Tuesday, April 19, 2011

Will Schuster and Glee lessons


Will Schuster is kind of an anomaly. He’s a late Gen Xer, probably in his early thirties. He’s trying to relive his high school glee days, and relate to millennial kids that he coaches, which sometimes means even acting like a millennial. He dances, looks, and talks like a boy bander, a type of celebrity singer popular when I was in middle school.. Justin Timberlake, anyone? (I just checked. Justin Timberlake was born in 1981, so he’s a Gen X’er too, who’s fanbase was from the generation after him). 

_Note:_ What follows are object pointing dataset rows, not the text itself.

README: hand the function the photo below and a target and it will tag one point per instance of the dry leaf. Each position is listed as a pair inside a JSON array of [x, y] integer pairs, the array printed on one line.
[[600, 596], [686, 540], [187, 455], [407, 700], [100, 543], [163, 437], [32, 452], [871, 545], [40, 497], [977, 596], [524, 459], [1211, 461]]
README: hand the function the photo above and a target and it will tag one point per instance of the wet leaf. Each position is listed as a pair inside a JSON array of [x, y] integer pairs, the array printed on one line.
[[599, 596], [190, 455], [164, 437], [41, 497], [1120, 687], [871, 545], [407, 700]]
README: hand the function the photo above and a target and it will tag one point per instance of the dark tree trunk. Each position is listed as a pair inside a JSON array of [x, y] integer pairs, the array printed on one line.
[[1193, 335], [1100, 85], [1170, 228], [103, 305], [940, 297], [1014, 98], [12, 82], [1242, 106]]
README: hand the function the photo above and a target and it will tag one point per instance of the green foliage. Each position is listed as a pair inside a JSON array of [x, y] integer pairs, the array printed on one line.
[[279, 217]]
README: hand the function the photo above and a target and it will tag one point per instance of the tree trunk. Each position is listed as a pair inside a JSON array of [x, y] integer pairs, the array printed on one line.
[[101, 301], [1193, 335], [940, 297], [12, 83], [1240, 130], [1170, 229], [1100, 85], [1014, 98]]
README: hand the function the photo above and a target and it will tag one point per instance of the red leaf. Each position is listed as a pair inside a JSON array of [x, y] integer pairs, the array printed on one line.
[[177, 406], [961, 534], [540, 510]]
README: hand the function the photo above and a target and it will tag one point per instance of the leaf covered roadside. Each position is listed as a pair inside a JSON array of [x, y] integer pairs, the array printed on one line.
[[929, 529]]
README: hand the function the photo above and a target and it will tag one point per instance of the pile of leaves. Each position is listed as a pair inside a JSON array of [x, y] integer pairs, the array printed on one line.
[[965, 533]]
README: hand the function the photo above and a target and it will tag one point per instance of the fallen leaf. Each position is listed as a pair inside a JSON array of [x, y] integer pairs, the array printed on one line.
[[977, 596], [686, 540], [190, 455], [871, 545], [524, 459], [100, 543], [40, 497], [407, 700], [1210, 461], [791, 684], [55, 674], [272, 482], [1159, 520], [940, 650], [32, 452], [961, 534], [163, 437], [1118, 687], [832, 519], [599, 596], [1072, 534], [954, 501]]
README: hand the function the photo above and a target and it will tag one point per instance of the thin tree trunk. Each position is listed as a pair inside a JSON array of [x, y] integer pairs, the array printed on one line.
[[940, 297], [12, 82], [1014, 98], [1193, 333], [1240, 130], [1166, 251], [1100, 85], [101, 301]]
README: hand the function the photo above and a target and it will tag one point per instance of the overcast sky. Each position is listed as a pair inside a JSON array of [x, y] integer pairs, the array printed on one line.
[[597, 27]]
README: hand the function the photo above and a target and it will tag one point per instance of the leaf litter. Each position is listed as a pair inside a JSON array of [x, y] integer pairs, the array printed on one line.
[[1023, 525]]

I suddenly realized during our screening that Will represents those people that don’t fit into these perfect millennial cycles Strauss and Howe depict. Sometimes it seems like our whole course is based on the presumption that a millennial generation exists* but I don’t think Will Schuster fits into the Gen Xer status or the millennial status, since he’s a blend of both, and what’s more, he chooses to be this blend. He got agency, acting on his desire to relate to kids and get along with his peers. He doesn’t fit the mold, he makes his own.

On a separate note, Doty’s article criticizes the “easy liberalism” of Glee – that it pretends to be liberal, proposing all the easily accepted ideas of the millennial generation, like racial and sexual diversity, without really going beneath the surface. In the first episode, only Rachel and Fin get their childhood stories told. But Mercedes does bring up the point that she doesn’t want to be “Kelly Rowland,” so at least the show doesn’t always ignore its biases.

In season 2 episode 16, I didn’t notice a whole lot of the improvements in letting the marginal characters have more of a voice… but I do think things have changed. Kurt’s story is just as important as Rachel’s, but I hated the scene with the three judges where they discussed gays – it felt too forced, as if the real millennials out there watching Glee don’t understand how to be open to homosexuality unless the program feeds it to them. We’re young, not babies. When TV proposes an issue like sexuality, and then provides the answer, there’s no room for discussion. So I think even though Glee is paying more attention to the lessons in season 2, it did a better job creating dialogue by remaining a little ambiguous in season 1.

*in class we’ve discussed how these cyclical generations cannot be proven and aren’t even relevant sometimes to the real world. Nevertheless, certain trends do appear.